Gli “evasori”, spesso indispensabili al sostentamento della famiglia, intraprendono la loro carriera nei vicoli dei “quartieri spagnoli”, nei bari, nei cantieri fuorilegge, nei mercati di Forcella e della Duchesca…
A Forcella abbiamo intervistato un gruppo di giovani contrabbandieri e truffatori. La storia di uno di loro ci sembra esemplare; il padre faceva bauli in una bottega artigiana, rimase senza occupazione quando la richiesta dei suoi manufatti incominciò a decrescere. Allora anche il figlio si mise a lavorare, tentò diverse strade, garzone, ambulante, apprendista in una piccola tipografia. Ma il lavoro non durava, e il ragazzo aveva sempre sotto gli occhi il fallimento del padre. “Non mi andava di fare quella vita, di arrivare a cinquant’anni con una paga miserabile, e mai sicura. Così mi sono messo con qualche amico e ho incominciato a spacciare le sigarette, poi a truffare. Faccio finta di voler venere un televisore a basso prezzo, ma poi scambio il pacco e al cliente consegno qualche chilo di pietre incartate”. Con trucchi di questo tipo riesce a guadagnare circa trentamila lire al mese. “Ma smetterei subito – se qualcuno mi offrisse un lavoro vero, una paga giusta”.

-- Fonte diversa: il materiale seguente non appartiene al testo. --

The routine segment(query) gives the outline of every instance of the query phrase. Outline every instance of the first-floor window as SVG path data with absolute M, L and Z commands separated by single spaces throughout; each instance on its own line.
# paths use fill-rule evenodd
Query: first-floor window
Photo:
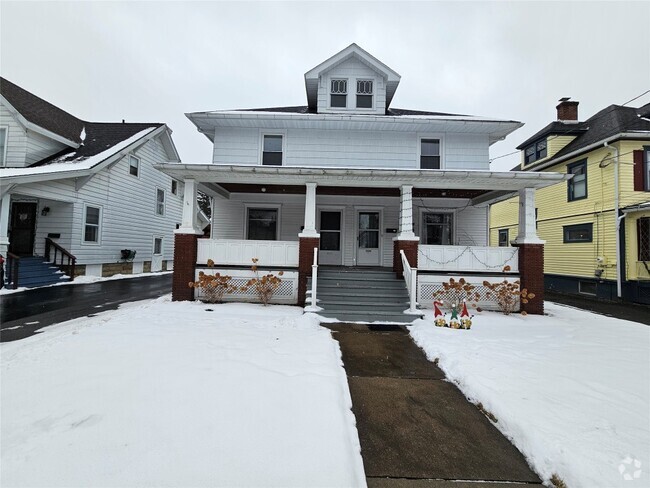
M 451 245 L 454 215 L 451 213 L 425 213 L 422 216 L 425 244 Z
M 650 261 L 650 217 L 636 221 L 639 261 Z
M 178 195 L 178 181 L 172 180 L 172 195 Z
M 7 128 L 0 127 L 0 166 L 4 166 L 6 163 L 6 153 L 7 152 Z
M 153 240 L 153 253 L 154 254 L 157 254 L 157 255 L 162 254 L 162 243 L 163 243 L 162 237 L 154 238 L 154 240 Z
M 101 208 L 86 206 L 84 215 L 84 242 L 99 242 Z
M 249 208 L 247 215 L 248 239 L 275 241 L 278 239 L 278 209 Z
M 138 176 L 140 173 L 140 160 L 135 156 L 129 156 L 129 174 Z
M 348 80 L 330 81 L 330 107 L 345 108 L 348 104 Z
M 645 191 L 650 191 L 650 147 L 643 150 L 643 175 L 645 177 Z
M 499 247 L 508 247 L 508 229 L 499 229 Z
M 265 134 L 263 144 L 262 164 L 282 166 L 282 136 Z
M 156 214 L 165 215 L 165 190 L 156 189 Z
M 577 224 L 564 226 L 564 242 L 591 242 L 593 239 L 593 224 Z
M 567 173 L 573 175 L 573 178 L 567 181 L 567 200 L 571 202 L 587 198 L 587 160 L 570 164 L 567 166 Z

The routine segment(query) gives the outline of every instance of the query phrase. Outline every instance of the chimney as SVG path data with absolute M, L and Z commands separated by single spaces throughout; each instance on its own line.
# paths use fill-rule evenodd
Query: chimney
M 578 103 L 571 102 L 571 97 L 560 98 L 560 103 L 555 107 L 557 109 L 557 120 L 561 122 L 578 121 Z

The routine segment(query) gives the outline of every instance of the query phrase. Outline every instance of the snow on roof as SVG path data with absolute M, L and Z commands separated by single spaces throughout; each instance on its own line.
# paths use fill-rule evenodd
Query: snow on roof
M 65 171 L 78 171 L 78 170 L 88 170 L 98 165 L 102 161 L 108 159 L 112 155 L 118 153 L 122 149 L 130 146 L 134 142 L 143 138 L 147 134 L 150 134 L 152 131 L 156 130 L 158 127 L 148 127 L 137 134 L 132 135 L 128 139 L 125 139 L 114 146 L 102 151 L 93 156 L 80 156 L 72 157 L 77 154 L 76 151 L 70 151 L 59 157 L 53 159 L 50 163 L 43 166 L 31 166 L 29 168 L 2 168 L 0 169 L 0 177 L 8 178 L 11 176 L 27 176 L 27 175 L 37 175 L 37 174 L 49 174 L 49 173 L 60 173 Z M 72 158 L 71 158 L 72 157 Z M 71 159 L 68 159 L 71 158 Z

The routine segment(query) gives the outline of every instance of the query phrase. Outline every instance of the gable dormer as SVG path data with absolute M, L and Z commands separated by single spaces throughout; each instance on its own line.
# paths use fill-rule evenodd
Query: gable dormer
M 310 111 L 385 114 L 400 75 L 356 44 L 305 73 Z

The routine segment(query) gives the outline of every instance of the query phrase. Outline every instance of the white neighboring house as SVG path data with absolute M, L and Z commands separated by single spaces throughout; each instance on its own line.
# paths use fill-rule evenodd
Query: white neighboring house
M 183 184 L 153 168 L 180 162 L 171 130 L 162 123 L 83 121 L 4 78 L 0 95 L 0 254 L 9 258 L 7 275 L 15 263 L 20 270 L 42 262 L 30 258 L 45 256 L 46 248 L 50 260 L 56 251 L 57 263 L 63 255 L 63 265 L 66 253 L 73 255 L 77 275 L 172 269 Z M 24 276 L 18 284 L 42 281 Z
M 534 189 L 566 177 L 490 171 L 489 146 L 520 122 L 393 108 L 399 82 L 394 70 L 351 44 L 305 74 L 305 106 L 187 114 L 214 151 L 208 164 L 157 166 L 186 182 L 177 256 L 197 256 L 182 269 L 177 259 L 174 298 L 193 298 L 183 284 L 208 258 L 243 281 L 236 269 L 258 257 L 294 283 L 276 300 L 304 303 L 314 248 L 318 264 L 338 273 L 362 268 L 370 276 L 384 268 L 401 277 L 405 266 L 411 305 L 417 299 L 430 307 L 433 290 L 454 275 L 482 283 L 508 264 L 522 280 L 532 276 L 517 269 L 521 247 L 509 254 L 487 247 L 488 204 L 520 194 L 517 239 L 537 246 L 530 248 L 535 257 L 523 253 L 524 261 L 537 263 L 543 257 Z M 197 188 L 214 197 L 214 208 L 211 239 L 193 242 L 189 236 L 200 233 L 192 210 Z M 337 283 L 319 280 L 318 286 Z M 348 291 L 332 304 L 342 306 Z

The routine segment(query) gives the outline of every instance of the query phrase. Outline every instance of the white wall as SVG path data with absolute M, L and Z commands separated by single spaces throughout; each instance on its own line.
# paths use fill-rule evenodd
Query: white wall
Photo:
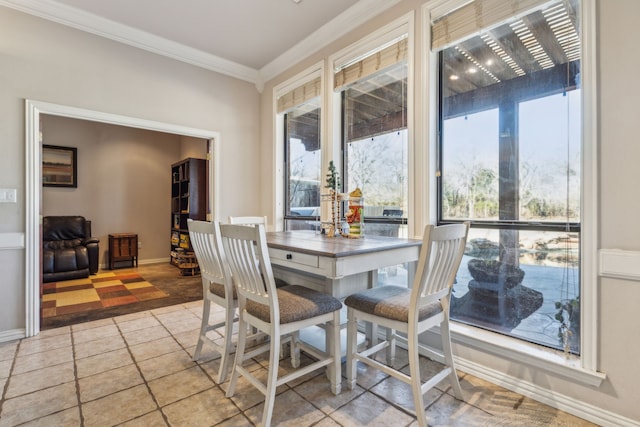
M 385 24 L 411 11 L 415 16 L 415 135 L 417 141 L 424 141 L 420 99 L 422 51 L 421 13 L 423 0 L 405 0 L 383 16 L 347 34 L 335 43 L 323 48 L 317 54 L 292 66 L 282 75 L 265 84 L 261 99 L 261 139 L 262 170 L 266 178 L 275 176 L 273 165 L 273 88 L 300 73 L 307 67 L 328 58 L 360 38 L 381 28 Z M 636 55 L 640 44 L 640 1 L 598 0 L 598 72 L 599 74 L 599 160 L 600 169 L 600 224 L 598 230 L 599 249 L 625 249 L 640 251 L 640 226 L 635 218 L 640 212 L 640 197 L 635 195 L 635 186 L 640 182 L 640 120 L 637 118 L 640 83 L 635 79 L 635 70 L 640 68 L 640 58 Z M 420 144 L 416 144 L 419 148 Z M 425 157 L 426 158 L 426 157 Z M 417 153 L 416 173 L 427 170 L 420 164 Z M 427 171 L 428 172 L 428 171 Z M 428 188 L 428 174 L 417 176 L 417 189 Z M 273 181 L 269 183 L 273 190 Z M 266 190 L 266 189 L 265 189 Z M 415 213 L 418 221 L 427 220 L 429 213 L 420 210 L 428 206 L 419 197 L 431 197 L 427 190 L 416 191 L 418 196 Z M 275 210 L 273 191 L 262 196 L 263 209 Z M 418 227 L 419 229 L 420 227 Z M 636 267 L 640 271 L 640 267 Z M 602 413 L 609 425 L 640 425 L 640 318 L 637 316 L 640 301 L 640 282 L 600 277 L 597 312 L 599 313 L 599 371 L 607 375 L 599 387 L 564 379 L 556 374 L 528 366 L 520 361 L 505 359 L 496 354 L 455 345 L 455 353 L 479 366 L 487 372 L 511 378 L 512 384 L 521 383 L 532 389 L 542 390 L 549 403 L 557 407 L 571 408 L 583 415 L 598 416 Z M 496 377 L 496 379 L 498 378 Z M 515 379 L 515 381 L 513 381 Z M 612 421 L 613 420 L 613 421 Z
M 25 232 L 25 99 L 220 134 L 220 215 L 259 210 L 253 84 L 0 7 L 0 237 Z M 229 185 L 233 183 L 233 185 Z M 11 234 L 12 235 L 12 234 Z M 0 241 L 4 241 L 0 239 Z M 25 328 L 25 250 L 0 249 L 0 335 Z

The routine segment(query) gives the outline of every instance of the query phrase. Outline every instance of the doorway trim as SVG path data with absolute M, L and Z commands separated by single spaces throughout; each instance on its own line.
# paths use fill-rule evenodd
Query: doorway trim
M 37 335 L 40 332 L 40 225 L 42 223 L 40 216 L 42 190 L 40 114 L 210 140 L 211 144 L 209 144 L 207 153 L 209 157 L 209 208 L 213 218 L 219 218 L 219 132 L 67 105 L 25 100 L 25 334 L 27 337 Z

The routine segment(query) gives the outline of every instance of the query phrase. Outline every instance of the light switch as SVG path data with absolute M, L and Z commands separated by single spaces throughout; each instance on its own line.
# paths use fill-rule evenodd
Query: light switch
M 15 188 L 0 188 L 0 203 L 16 203 L 17 190 Z

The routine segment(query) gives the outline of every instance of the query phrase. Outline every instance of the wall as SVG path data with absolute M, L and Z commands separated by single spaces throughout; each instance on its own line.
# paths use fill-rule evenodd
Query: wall
M 256 199 L 236 196 L 253 191 L 260 176 L 259 93 L 251 83 L 5 7 L 0 81 L 0 188 L 16 188 L 18 200 L 0 204 L 2 236 L 25 232 L 25 99 L 217 131 L 220 215 L 260 208 Z M 25 328 L 24 266 L 19 242 L 2 246 L 3 339 Z
M 409 12 L 415 14 L 415 50 L 414 50 L 414 130 L 416 155 L 412 159 L 416 166 L 416 210 L 413 218 L 418 222 L 415 229 L 421 229 L 420 221 L 429 218 L 428 199 L 428 158 L 419 150 L 424 149 L 424 120 L 422 119 L 421 99 L 423 91 L 422 64 L 422 0 L 405 0 L 391 8 L 383 16 L 377 17 L 345 37 L 328 45 L 304 61 L 293 65 L 280 76 L 266 82 L 261 99 L 261 139 L 262 170 L 265 177 L 275 176 L 274 148 L 269 145 L 273 140 L 273 88 L 287 79 L 302 72 L 311 65 L 325 61 L 335 52 L 349 46 L 367 34 Z M 640 144 L 636 143 L 640 135 L 640 121 L 637 120 L 637 99 L 640 95 L 640 83 L 633 78 L 633 71 L 640 67 L 640 58 L 634 54 L 640 43 L 640 31 L 637 21 L 640 18 L 640 2 L 637 0 L 599 0 L 598 11 L 598 52 L 599 72 L 599 224 L 598 249 L 624 249 L 640 251 L 640 227 L 634 219 L 640 211 L 640 198 L 631 190 L 640 181 Z M 410 122 L 411 123 L 411 122 Z M 267 172 L 271 171 L 271 172 Z M 422 174 L 422 175 L 420 175 Z M 263 209 L 275 211 L 272 190 L 263 194 Z M 425 199 L 422 200 L 421 197 Z M 635 267 L 638 271 L 640 267 Z M 606 373 L 607 378 L 599 387 L 567 380 L 551 372 L 528 366 L 517 360 L 500 357 L 478 349 L 455 344 L 454 352 L 474 364 L 491 372 L 495 382 L 508 380 L 504 384 L 515 384 L 523 389 L 529 387 L 556 407 L 569 409 L 592 419 L 606 420 L 606 425 L 640 425 L 640 320 L 637 313 L 640 301 L 640 283 L 627 279 L 599 277 L 599 292 L 596 311 L 599 314 L 598 370 Z M 599 418 L 602 417 L 602 418 Z M 605 421 L 603 421 L 605 422 Z
M 140 263 L 169 258 L 171 164 L 204 158 L 206 142 L 162 132 L 42 115 L 43 144 L 78 149 L 78 187 L 44 187 L 42 215 L 83 215 L 108 263 L 108 235 L 132 232 Z

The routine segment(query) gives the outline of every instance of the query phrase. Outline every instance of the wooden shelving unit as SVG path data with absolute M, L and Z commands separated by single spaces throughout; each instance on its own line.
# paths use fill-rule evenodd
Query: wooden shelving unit
M 188 158 L 171 165 L 171 264 L 181 268 L 193 254 L 187 219 L 207 218 L 207 161 Z M 190 263 L 192 264 L 192 263 Z M 193 272 L 193 266 L 189 267 Z

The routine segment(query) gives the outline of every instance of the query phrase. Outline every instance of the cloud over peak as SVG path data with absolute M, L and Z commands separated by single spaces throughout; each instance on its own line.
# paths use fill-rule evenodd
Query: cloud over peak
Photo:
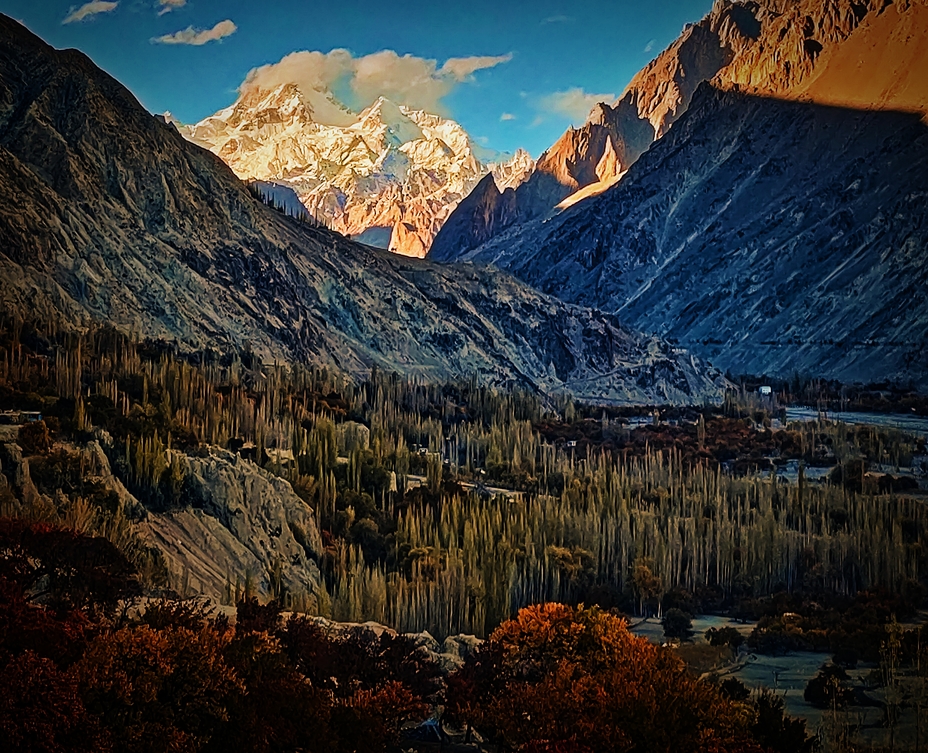
M 583 122 L 600 102 L 612 102 L 615 94 L 589 94 L 580 87 L 549 94 L 541 100 L 543 110 L 566 115 L 573 122 Z
M 381 50 L 355 57 L 349 50 L 335 49 L 293 52 L 279 63 L 252 70 L 241 86 L 242 93 L 253 89 L 273 90 L 295 84 L 313 104 L 319 122 L 342 125 L 344 111 L 326 107 L 313 92 L 337 92 L 345 104 L 360 110 L 378 97 L 429 112 L 441 111 L 441 100 L 460 83 L 472 80 L 474 73 L 507 63 L 512 55 L 450 58 L 438 61 L 414 55 Z M 341 113 L 341 114 L 340 114 Z
M 192 26 L 188 26 L 182 31 L 156 37 L 152 41 L 158 44 L 187 44 L 200 47 L 208 42 L 218 42 L 220 39 L 230 37 L 236 31 L 238 31 L 238 27 L 227 19 L 220 21 L 212 29 L 194 29 Z
M 172 10 L 183 8 L 186 4 L 187 0 L 158 0 L 158 5 L 161 6 L 158 15 L 163 16 L 165 13 L 170 13 Z
M 478 55 L 468 58 L 448 58 L 441 67 L 439 74 L 449 75 L 455 81 L 468 81 L 477 71 L 495 68 L 512 60 L 512 53 L 508 55 Z
M 119 7 L 119 2 L 105 2 L 105 0 L 92 0 L 92 2 L 84 3 L 80 8 L 72 7 L 67 16 L 65 16 L 63 24 L 73 24 L 79 21 L 83 21 L 85 18 L 90 18 L 92 16 L 99 15 L 100 13 L 109 13 L 116 10 Z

…Le vere tragedie della segregazione e dell’abbandono esplodono nei quartieri periferici come Secondigliano, come il ione Traiano. Quest’ultimo, in particolare, ha le umilianti caratteristiche di un ghetto per diseredati. Il quartiere giace su un’area adibita a deposito di rifiuti. Il terreno è instabile, una scuola è sprofondata prima della inaugurazione, molte strade sono spaccate, interrotte per crepe e crolli. Valloni pieni di immondizia costeggiano l’abitato, i ragazzi giocano sull’orlo di questi fossi infetti e pericolosi.
Al rione Traiano, la cui costruzione fu iniziata nel 1959, vivono circa sessantamila persone, in un numero di vani progettato per ventiseimila. Gran parte dei palazzi sono già in condizioni penose, sbrecciati e decaduti, costruiti con materiali scadenti, gli intonaci scrostati, le scale malsicure. L’illuminazione pubblica non funziona, una palazzina è priva di finestre. Sulle strade, di tanto in tanto si scorge una baracca di legno e lamiera, ove si vendono le solite sigarette, o mobili usati e miserevoli. E’ gente che tenta ti riprodurre in questa solitudine i piccoli commerci che esercitava nel vicolo d’origine. Ma i clienti non ci sono, i poveri sono troppi, troppo lontani tra loro. Non si vende niente, non ci si “arrangia” più, e il lavoro, naturalmente, non si trova.